GET SNAPPY — Vidya Balan: “Begum Jaan Taught Me What I Am Capable Of.”

Vidya Balan
Vidya Balan

She’s been doing films back to back, with barely a breather, over the last two years. Considering the way she approaches her roles, getting back to ‘normal’ in itself must be an exhausting process. Suguna Sundaram does a quick update with VIDYA BALAN, while she’s doing ‘maasi duty’, baby-sitting her sister’s five year old twins, before the promotion madness of her next release hits the circuit.

How did you receive the response of Kahaani 2?

I was very heartened by the response because it was a very tricky subject. I would have been over the moon if it had done the kind of numbers that Kahaani did. It didn’t, so that was a bit disappointing. But I was really happy with the kind of response I got from people. My character was just so far from the person that I am, someone who is hopeful and positive, eternal optimist. And she was the opposite…I had hoped for the film to do better numbers-wise, but I am glad they recovered the money by God’s grace. More power to people like Jayantilal Gada who invest in a film like this. A lot of people would not really touch a film about child sexual abuse. Highway, Monsoon Wedding, and films like that dealt with it, but in a more peripheral manner. So I am glad by the response.

Begum Jaan you had said, was a film that heated you up from inside as well. What is the aftermath of the shooting?
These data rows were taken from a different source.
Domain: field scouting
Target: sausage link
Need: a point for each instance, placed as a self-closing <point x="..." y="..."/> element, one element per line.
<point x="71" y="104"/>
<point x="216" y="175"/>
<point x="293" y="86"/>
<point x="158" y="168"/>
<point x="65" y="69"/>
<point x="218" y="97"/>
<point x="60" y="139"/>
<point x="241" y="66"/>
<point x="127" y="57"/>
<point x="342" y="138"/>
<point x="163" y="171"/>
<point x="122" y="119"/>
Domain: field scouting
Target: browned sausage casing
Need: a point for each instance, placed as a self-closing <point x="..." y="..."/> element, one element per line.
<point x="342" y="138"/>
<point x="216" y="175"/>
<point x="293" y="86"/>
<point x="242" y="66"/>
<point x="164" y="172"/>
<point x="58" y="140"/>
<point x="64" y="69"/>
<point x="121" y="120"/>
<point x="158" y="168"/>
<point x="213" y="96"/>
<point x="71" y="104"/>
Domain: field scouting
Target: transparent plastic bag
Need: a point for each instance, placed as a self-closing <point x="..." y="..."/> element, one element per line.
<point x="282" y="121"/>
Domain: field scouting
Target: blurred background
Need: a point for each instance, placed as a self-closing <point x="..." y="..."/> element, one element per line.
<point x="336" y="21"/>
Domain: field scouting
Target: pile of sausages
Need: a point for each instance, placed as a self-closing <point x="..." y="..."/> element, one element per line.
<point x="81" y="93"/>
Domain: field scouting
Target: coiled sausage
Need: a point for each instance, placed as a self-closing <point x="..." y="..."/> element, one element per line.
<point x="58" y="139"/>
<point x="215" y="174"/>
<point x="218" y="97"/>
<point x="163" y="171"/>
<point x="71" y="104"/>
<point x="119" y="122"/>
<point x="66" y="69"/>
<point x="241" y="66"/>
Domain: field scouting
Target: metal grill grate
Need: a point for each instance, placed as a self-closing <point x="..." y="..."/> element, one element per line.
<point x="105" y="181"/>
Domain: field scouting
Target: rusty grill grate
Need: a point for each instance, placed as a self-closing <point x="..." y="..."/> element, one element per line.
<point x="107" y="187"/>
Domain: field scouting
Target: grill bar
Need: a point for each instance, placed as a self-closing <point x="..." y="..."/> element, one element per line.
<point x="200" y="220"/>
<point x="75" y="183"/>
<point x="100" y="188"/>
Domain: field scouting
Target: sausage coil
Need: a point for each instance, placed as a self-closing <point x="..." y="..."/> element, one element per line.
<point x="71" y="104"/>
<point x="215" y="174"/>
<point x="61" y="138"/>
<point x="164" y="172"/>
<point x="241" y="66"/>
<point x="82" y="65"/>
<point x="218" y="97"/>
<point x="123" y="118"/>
It is crazy, it was like going from a frying pan into the fire, because I shot both the films back-to-back. Begum Jaan is also extremely different from the person I am, in the sense that she is extremely aggressive. She had been a prostitute and now was a madam of a brothel, and she calls a spade, a spade.

 Is she a hardened case or was there any softness about her?

No, there is a softness and a feminity about her. But she is also hardened and quite ruthless. I guess that is what happens when you have had a life like that, because I don’t think anyone chooses to be a prostitute. So it was difficult. I had finished Kahaani 2 and exactly a month later, started Begum Jaan. It was a crazy mind-shift for me. Though, the actor part in me was extremely thrilled and challenged, it was excited. It took a lot out of me, doing two films one after the other, that were so demanding. Also, Begum Jaan was shot in very tough conditions, we finished shooting the film in 36 days in extreme heat and impending rains in Jharkhand. What Begum Jaan taught me is, is what I am capable of (laughs). I don’t think anyone in the film could have imagined working like this, but we had no choice. However, it was fun.

The Bengali one did quite well. Are there butterflies in your stomach for how this will be received?

Yes it did. But this is not a direct copy or a remake in that sense. Shrijeet is the director for both, so he knows the story really well.  Here it is set in Punjab, in Bengali it was obviously set in Bengal.

 You walked out of the Kamala Das/ Madhavi Kutty, film (now called Aami). Did you have after-thoughts about signing the film or was it just a case of differences?

It was just a case of me having some differences with the team, even though it is being made out to be something else. There are all kinds of insinuations, but I think those are very convenient.

 I believe the producer wants to sue you but that the director is not interested in pressuring you, he’s signed someone else and wants to just move on.

Yes, and I think one can imagine all kinds of explanations. But we all know the truth, and the truth is that there were differences.

 Difference at the script level or at other levels?

At the script level. And you know I am not someone who would shy away from playing any such characters. You know that is not true either (laughs).

You have signed another film now recently.

Yes, it is called Tumhari Sulu, where I play a late-night radio jockey. There is a huge difference between an early morning jockey and a late night jockey. And that is what we have to explore. We will start work on it post the release of Begum Jaan. So I am yet to start work, at the moment I am just listening to scripts.

Has Sanjay Leela Bhansali never come to you? I could very easily see you in a film of his?

Never. Though he said that to me. But he has never really come to me. Except for a film that he was going to produce which eventually didn’t happen, back in 2007 or 2008. But not after that.